While the term “robot lawyer” may evoke images of the Jetsons, this robot is actually a computer program and application. Created by Theil Fellow Joshua Browder, the program offers users a variety of legal assistance features, such as the ability to challenge parking tickets, dispute cable bills, cancel memberships and subscriptions, appeal overdraft fees, and even sue in small claims court. The “robot lawyer” works by “asking what the legal problem is;” finding a loophole; and inserting that loophole into a legal letter. The program can then send the letter to the appropriate agency or upload the letter online. The company claims that it has helped more than 300,000 customers resolve their legal disputes.
In early January, Browder announced that DoNotPay’s “AI attorney” would be taking its skill to the courtroom by participating in two hearings – one in person and one on Zoom. The robot lawyer would participate in the proceeding by listening to court arguments and telling the defendant what to say through a Bluetooth earpiece, such as an Apple Airpod. In the days following the announcement, Browder was reluctant to reveal exactly where and when the robot lawyer would make its debut, citing his concern that the technology is “in the letter of the law but not in the spirit of the law or the court rules.”
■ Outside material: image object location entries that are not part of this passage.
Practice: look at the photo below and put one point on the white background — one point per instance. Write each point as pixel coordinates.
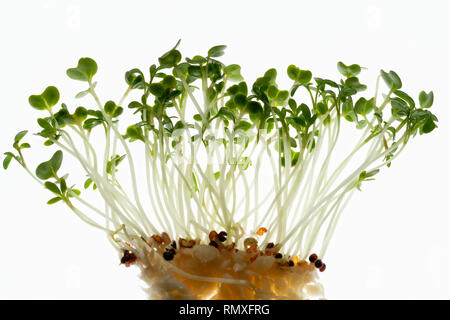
(393, 240)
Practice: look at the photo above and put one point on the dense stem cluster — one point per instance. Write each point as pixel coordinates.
(208, 151)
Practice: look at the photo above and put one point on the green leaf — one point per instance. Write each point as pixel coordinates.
(254, 108)
(135, 79)
(56, 160)
(426, 99)
(157, 89)
(197, 60)
(48, 169)
(240, 100)
(87, 183)
(84, 71)
(391, 79)
(52, 187)
(406, 97)
(54, 200)
(271, 75)
(80, 114)
(7, 160)
(399, 107)
(195, 71)
(243, 125)
(44, 171)
(46, 100)
(216, 51)
(135, 133)
(349, 71)
(354, 83)
(304, 76)
(170, 59)
(233, 72)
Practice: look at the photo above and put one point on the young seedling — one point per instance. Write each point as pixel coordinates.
(227, 190)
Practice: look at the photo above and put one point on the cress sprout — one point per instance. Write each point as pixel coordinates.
(208, 151)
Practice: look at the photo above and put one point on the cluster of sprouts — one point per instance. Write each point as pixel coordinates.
(205, 150)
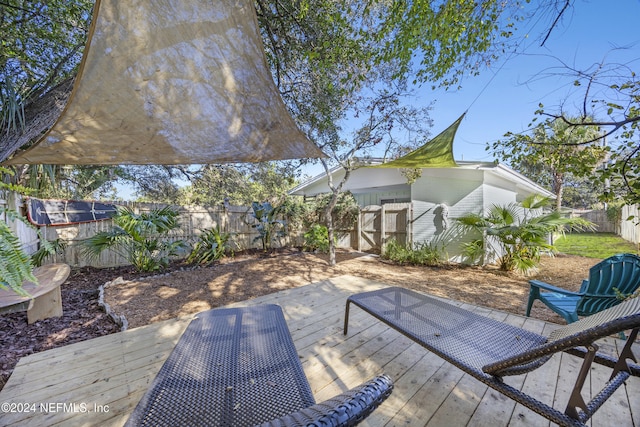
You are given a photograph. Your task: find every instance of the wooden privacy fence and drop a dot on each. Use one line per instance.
(375, 226)
(236, 220)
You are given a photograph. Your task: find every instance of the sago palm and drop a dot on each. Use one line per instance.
(140, 238)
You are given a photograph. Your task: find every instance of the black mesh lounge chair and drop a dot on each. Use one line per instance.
(239, 367)
(490, 350)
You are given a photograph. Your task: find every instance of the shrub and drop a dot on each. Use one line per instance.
(423, 253)
(141, 238)
(520, 236)
(212, 245)
(317, 239)
(269, 227)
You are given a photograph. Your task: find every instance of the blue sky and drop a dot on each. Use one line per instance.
(585, 36)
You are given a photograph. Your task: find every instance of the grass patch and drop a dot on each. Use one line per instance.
(594, 245)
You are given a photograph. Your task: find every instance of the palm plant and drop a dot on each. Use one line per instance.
(16, 266)
(268, 226)
(211, 246)
(140, 238)
(520, 236)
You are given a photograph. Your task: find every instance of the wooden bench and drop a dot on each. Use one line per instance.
(45, 298)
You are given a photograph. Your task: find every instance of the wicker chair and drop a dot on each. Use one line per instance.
(490, 350)
(620, 272)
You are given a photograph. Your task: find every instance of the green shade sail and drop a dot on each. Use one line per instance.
(437, 153)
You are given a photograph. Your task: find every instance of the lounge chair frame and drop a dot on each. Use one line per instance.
(239, 367)
(490, 350)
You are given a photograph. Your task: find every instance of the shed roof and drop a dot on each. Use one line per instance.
(318, 185)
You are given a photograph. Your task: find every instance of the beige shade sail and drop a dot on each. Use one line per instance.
(172, 82)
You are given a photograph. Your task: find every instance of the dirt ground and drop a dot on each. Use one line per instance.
(190, 291)
(185, 290)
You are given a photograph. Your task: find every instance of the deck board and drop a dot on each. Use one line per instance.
(114, 371)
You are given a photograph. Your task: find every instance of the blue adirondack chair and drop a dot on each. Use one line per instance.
(621, 272)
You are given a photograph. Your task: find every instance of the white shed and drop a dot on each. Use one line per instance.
(436, 197)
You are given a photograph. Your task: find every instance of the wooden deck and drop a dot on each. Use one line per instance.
(99, 382)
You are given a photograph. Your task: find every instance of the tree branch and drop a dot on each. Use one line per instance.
(567, 3)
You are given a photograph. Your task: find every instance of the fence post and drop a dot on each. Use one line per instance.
(359, 231)
(383, 228)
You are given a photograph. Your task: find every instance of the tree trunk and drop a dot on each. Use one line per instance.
(558, 179)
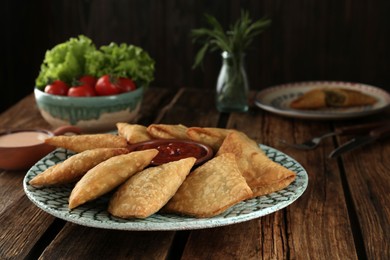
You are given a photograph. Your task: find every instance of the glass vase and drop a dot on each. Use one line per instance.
(232, 85)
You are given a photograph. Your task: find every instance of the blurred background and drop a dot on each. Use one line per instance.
(338, 40)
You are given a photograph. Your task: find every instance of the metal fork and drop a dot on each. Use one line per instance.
(315, 141)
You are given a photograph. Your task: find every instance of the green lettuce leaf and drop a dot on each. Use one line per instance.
(121, 61)
(65, 61)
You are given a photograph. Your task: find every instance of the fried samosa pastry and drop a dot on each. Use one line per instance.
(108, 175)
(161, 131)
(148, 191)
(313, 99)
(133, 133)
(73, 168)
(263, 175)
(332, 97)
(79, 143)
(210, 189)
(210, 136)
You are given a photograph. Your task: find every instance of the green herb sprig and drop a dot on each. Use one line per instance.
(235, 40)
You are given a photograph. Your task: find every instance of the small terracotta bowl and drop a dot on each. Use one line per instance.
(175, 149)
(20, 149)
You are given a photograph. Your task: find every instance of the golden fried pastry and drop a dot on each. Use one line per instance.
(148, 191)
(73, 168)
(313, 99)
(133, 133)
(332, 97)
(79, 143)
(167, 131)
(261, 173)
(210, 136)
(210, 189)
(108, 175)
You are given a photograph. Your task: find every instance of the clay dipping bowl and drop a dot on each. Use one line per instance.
(175, 149)
(28, 148)
(91, 114)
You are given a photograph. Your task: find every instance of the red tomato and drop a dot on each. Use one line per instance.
(126, 84)
(88, 80)
(57, 87)
(106, 86)
(82, 91)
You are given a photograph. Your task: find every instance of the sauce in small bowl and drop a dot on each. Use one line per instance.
(175, 149)
(22, 148)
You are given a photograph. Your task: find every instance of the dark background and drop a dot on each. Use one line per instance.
(346, 40)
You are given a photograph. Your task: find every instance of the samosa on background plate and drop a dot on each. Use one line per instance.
(332, 97)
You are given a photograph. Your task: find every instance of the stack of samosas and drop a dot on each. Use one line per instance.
(240, 170)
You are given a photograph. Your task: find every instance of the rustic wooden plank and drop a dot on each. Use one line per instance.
(315, 226)
(191, 107)
(105, 244)
(21, 224)
(20, 235)
(366, 172)
(245, 240)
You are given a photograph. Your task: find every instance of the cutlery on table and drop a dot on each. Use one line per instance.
(346, 130)
(372, 136)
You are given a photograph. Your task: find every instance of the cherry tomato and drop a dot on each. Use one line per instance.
(88, 80)
(126, 84)
(57, 87)
(82, 91)
(106, 86)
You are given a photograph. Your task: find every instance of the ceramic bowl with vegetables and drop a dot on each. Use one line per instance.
(92, 88)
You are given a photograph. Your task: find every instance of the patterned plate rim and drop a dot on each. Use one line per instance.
(94, 214)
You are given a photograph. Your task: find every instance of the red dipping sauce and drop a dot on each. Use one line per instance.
(175, 149)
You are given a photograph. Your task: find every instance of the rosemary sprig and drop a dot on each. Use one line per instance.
(235, 40)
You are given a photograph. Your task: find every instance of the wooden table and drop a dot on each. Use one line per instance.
(343, 214)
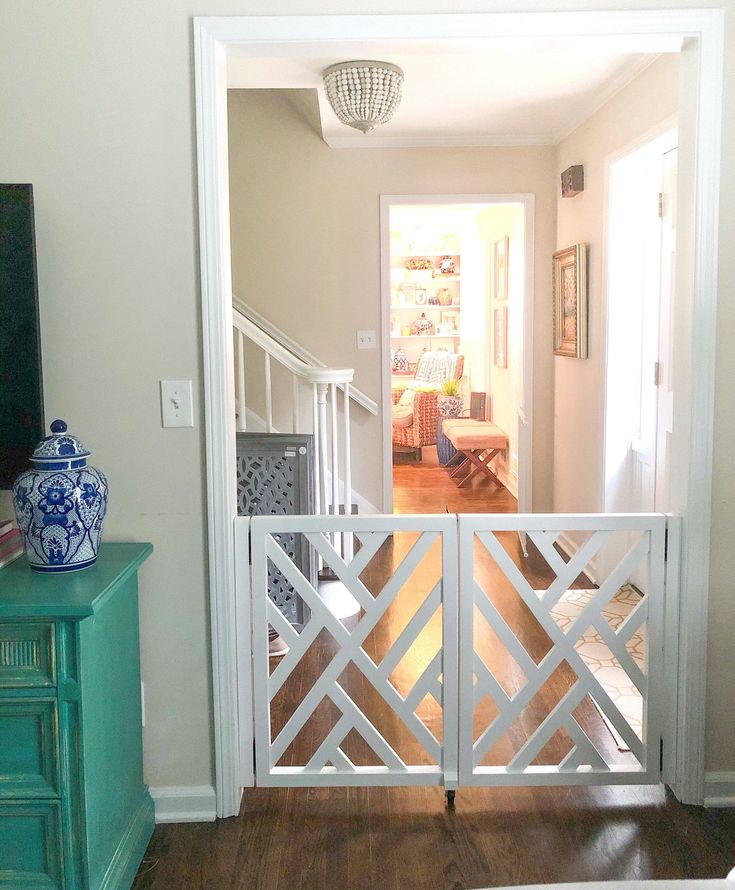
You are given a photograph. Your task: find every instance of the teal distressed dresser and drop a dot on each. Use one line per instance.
(74, 811)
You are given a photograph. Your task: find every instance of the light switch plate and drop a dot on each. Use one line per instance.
(366, 340)
(177, 407)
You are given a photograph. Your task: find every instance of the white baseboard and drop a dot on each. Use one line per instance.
(181, 803)
(719, 789)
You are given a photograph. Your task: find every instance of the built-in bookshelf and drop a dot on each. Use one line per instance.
(425, 307)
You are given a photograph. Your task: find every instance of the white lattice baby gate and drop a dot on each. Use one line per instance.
(466, 663)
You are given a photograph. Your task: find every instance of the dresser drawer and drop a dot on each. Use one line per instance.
(29, 748)
(30, 854)
(27, 654)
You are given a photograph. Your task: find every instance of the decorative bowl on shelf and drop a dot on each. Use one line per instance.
(419, 264)
(423, 326)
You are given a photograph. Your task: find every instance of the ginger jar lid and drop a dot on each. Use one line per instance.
(60, 450)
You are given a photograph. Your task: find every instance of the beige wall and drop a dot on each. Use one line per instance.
(579, 383)
(98, 112)
(306, 243)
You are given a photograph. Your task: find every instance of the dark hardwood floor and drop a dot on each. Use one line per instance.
(405, 839)
(391, 838)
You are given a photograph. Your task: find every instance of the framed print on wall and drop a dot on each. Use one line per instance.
(500, 339)
(570, 301)
(500, 270)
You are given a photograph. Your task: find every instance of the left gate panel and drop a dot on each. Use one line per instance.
(369, 697)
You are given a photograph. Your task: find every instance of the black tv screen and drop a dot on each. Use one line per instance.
(21, 391)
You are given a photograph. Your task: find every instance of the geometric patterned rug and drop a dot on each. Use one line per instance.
(598, 657)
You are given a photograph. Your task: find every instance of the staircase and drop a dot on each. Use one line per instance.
(318, 401)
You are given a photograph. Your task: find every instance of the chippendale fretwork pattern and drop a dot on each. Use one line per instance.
(585, 761)
(266, 486)
(329, 763)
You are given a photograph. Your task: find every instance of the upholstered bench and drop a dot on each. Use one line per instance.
(479, 442)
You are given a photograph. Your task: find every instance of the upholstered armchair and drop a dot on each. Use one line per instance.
(415, 411)
(414, 422)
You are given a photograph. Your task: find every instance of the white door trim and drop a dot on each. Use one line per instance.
(529, 204)
(646, 31)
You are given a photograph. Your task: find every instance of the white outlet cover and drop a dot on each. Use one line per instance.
(177, 407)
(367, 340)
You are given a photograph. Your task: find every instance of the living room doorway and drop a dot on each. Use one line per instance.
(456, 306)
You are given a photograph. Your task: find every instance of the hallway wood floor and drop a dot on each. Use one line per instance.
(426, 487)
(405, 838)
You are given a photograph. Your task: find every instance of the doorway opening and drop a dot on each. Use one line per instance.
(456, 351)
(702, 31)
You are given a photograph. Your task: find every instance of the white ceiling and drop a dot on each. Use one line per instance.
(460, 93)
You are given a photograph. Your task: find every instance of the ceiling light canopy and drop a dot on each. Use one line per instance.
(363, 94)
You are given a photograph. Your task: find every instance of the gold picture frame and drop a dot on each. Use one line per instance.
(570, 301)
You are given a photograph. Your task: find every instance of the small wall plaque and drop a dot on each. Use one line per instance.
(572, 181)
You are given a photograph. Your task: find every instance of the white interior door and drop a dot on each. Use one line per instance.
(638, 395)
(665, 395)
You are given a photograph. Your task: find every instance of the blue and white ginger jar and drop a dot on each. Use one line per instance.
(60, 504)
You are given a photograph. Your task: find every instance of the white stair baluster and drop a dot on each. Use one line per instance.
(323, 454)
(268, 395)
(317, 451)
(347, 488)
(240, 355)
(295, 405)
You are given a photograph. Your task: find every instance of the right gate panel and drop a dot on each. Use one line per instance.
(560, 668)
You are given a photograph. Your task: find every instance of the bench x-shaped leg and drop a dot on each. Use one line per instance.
(481, 459)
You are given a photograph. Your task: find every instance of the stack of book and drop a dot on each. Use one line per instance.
(11, 541)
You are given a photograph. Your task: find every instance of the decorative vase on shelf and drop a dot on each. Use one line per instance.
(422, 326)
(400, 361)
(60, 504)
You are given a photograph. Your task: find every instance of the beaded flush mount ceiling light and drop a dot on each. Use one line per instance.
(363, 94)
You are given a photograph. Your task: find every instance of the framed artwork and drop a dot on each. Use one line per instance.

Indeed, it seems that Browder’s concerns were well-founded. On January 25, Browder announced that DoNotPay’s robot lawyer was postponing its courtroom debut after the company received numerous threats from prosecutors and state bar associations. Specifically, Browder explained in an interview with NPR, multiple state bar associations threatened to pursue prosecution and punishment for the unauthorized practice of law if he followed through with the experiment. Browder later tweeted, “As much as I love to experiment, I have to stay out of jail if I want to help people fight Comcast!”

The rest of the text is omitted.